Matilda wird im Moment ihrer „Umsiedlung“ nie nach ihrer Meinung gefragt, jedenfalls nicht von den Entscheidungsträgern. Sie wird wie ein Gegenstand nach Mexiko verfrachtet und in ein neues Leben hineingestellt, abgestellt. „Zum Wohle des Kindes“ wird zum Wohl ausgewählter Erwachsener, um dem Gesetz zu genügen. Ein ewiges Dilemma? Nehmen wir Kinder zu wenig ernst?

Ein Dilemma, ja. Nach dem Tod von Matildas Vater gibt es zwei Entscheidungen, bzw. Verfügungen, in die Matilda nicht miteinbezogen wird. Zuerst entscheidet das Jugendamt, dass Tobias aufgrund seiner sexuellen Orientierung nicht für Matilda sorgen darf. Für Matilda, aber insbesondere für Tobias ist das ungeheuerlich. Matildas Wunsch, bei Tobias leben zu dürfen, hätte unbedingt berücksichtigt werden müssen. Weniger eindeutig ist es danach, als Matilda von ihrer Mutter nach Mexiko geholt wird. In den meisten Fällen spricht vieles dafür, dass das Kind nach dem Tod eines Elternteils beim anderen Elternteil leben kann. Auch bei Matilda. Zumal sich Lucía ja auch sehr ernsthaft bemüht, Matilda eine liebevolle Mutter zu sein. Lucías Fehler ist, dass sie Matildas Vergangenheit keinen Platz einräumt.

Ob Kinder generell zu wenig ernst genommen werden, finde ich schwierig zu beantworten. Ich denke, dass sich auf dieser Ebene schon auch viel verändert hat und die Bedürfnisse und Wünsche von Kindern – auch in Extremsituationen – stärker gewichtet werden als früher. In der Regel haben Kinder innerhalb der Familien heute mehr Mitspracherecht als zu Zeiten, in denen meine Eltern und Grosseltern Kinder gewesen sind.

Lucía leidet ein Leben lang, Matilda genauso, Tobias ihr Onkel auch. Einziges Mittel gegen dieses Leiden ist die Versöhnung. Nicht zuletzt die Versöhnung mit sich selbst. Und Versöhnung funktioniert nur über die Sprache, über das Sprechen. Das tägliche Brot aller TherapeutInnen. Millionen leiden unter dem Zwang der Menschheit, alles in die zwei Schubladen „weiblich“ und „männlich“ zu spalten. Versöhnen wir uns tatsächlich oder öffnen sich mit jeder Versöhnung nur neue Türen zu dunklen Räumen?
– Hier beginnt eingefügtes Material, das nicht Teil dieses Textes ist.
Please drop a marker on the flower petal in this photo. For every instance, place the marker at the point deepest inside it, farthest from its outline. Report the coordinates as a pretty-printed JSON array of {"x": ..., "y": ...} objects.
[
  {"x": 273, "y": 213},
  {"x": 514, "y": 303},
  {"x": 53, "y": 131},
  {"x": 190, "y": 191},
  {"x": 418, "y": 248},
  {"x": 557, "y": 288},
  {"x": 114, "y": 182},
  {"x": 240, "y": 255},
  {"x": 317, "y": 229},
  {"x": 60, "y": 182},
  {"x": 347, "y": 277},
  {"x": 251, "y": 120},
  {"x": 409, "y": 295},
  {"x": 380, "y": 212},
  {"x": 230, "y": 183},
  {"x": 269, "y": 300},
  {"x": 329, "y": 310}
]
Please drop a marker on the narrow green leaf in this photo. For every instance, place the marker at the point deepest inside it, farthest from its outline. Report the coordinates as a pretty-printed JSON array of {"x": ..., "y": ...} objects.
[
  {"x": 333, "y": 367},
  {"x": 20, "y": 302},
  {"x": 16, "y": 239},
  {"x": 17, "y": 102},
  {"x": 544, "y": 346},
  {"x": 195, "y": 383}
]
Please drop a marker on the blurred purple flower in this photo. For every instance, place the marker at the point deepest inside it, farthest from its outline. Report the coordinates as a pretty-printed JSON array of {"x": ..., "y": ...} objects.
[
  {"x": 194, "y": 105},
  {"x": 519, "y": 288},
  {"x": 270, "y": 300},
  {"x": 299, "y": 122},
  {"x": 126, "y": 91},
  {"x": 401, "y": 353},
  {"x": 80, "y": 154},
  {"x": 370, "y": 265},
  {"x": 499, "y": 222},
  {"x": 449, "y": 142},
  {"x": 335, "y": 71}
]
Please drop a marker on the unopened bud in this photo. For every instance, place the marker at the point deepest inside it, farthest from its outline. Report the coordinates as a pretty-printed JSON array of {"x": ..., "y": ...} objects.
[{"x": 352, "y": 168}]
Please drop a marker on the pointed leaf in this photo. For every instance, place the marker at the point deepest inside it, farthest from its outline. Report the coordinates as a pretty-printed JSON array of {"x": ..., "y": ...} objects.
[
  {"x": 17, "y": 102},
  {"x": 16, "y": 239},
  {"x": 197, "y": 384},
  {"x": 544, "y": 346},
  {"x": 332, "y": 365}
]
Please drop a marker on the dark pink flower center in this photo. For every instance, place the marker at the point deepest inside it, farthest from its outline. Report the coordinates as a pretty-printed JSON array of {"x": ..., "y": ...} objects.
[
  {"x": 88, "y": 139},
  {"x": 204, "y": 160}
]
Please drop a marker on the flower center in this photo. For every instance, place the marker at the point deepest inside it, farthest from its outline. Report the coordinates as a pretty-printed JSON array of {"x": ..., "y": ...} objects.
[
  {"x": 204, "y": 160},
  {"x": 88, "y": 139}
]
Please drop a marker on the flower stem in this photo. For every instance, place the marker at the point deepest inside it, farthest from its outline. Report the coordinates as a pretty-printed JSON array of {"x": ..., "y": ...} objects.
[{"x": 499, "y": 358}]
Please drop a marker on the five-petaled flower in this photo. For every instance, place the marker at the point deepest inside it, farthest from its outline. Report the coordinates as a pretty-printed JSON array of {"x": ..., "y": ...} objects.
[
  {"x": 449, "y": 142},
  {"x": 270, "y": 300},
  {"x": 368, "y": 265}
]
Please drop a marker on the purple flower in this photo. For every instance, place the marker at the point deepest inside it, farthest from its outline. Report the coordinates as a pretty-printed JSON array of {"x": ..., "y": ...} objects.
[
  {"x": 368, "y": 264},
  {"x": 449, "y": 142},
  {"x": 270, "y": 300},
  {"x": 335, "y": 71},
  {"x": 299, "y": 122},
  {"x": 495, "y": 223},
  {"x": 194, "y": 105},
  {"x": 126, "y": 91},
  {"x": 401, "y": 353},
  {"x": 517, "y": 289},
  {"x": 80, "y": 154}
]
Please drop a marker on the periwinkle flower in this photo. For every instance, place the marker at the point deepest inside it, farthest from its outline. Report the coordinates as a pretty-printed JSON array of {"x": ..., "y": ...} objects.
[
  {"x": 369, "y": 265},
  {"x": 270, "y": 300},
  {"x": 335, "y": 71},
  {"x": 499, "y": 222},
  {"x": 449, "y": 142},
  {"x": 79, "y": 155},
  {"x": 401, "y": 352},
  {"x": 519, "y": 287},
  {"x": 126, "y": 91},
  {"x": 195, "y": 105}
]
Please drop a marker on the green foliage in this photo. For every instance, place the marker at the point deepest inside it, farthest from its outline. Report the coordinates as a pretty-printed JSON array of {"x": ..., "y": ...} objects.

Versöhnung hat auch mit Verständnis zu tun; dem Willen und der Möglichkeit, sich in die Schuhe des Anderen hineinzuversetzen. Es ist zum Beispiel leicht, die eigenen Eltern zu kritisieren – bis man selber Kinder hat und merkt, was es bedeutet, vollumfänglich für einen kleinen Menschen verantwortlich zu sein. Die eigenen Themen und Abgründe lösen sich durchs Elternsein ja nicht einfach auf.

Ich denke, Versöhnung und Akzeptanz liegen nah beieinander. Habe ich eine Situation akzeptiert, werde dann aber aufs Neue mit ihr konfrontiert, können da durchaus wieder Türen zu dunklen Räumen aufgehen. Habe ich mich aber wirklich mit mir, der Situation, einem anderen Menschen oder dem, was passiert ist, versöhnt, bin ich davon befreit – so hoffe ich es zumindest.

Vieles wäre einfacher, wenn wir uns von unseren starren Geschlechter-, Rollen- und Familienbildern verabschieden könnten. Warum sollte beispielsweise Tobias nicht für ein Kind sorgen dürfen? Dass er es kann, hat er ja längst bewiesen. Oder warum ist die Wahrnehmung eine ganz andere, wenn sich eine Frau gegen ein Kind ausspricht als wenn ein Mann dasselbe tut? Sich von den gesellschaftlichen Erwartungen bezüglich unserer Rollen, die wir selber ja auch verinnerlicht haben, zu befreien, ist keine einfache Sache. 

Regula Portillo, geboren 1979, wuchs im Kanton Solothurn auf, studierte Germanistik und Kunstgeschichte an der Universität Fribourg und Buch- und Medienpraxis an der Goethe-Universität Frankfurt am Main. Sie lebte und arbeitete mehrere Jahre in Nicaragua, Mexiko und Deutschland. Für ihr Schaffen hat sie Förder­preise und Werkbeiträge von Stadt und Kanton Bern und dem Kuratorium für Kultur­förderung des Kantons Solothurn erhalten. 2017 ist ihr ­erster Roman «Schwirrflug»­ erschienen. Seit 2018 lebt sie mit ihrer Familie in Bern und ­arbeitet als Texterin in einer Kommunikationsagentur.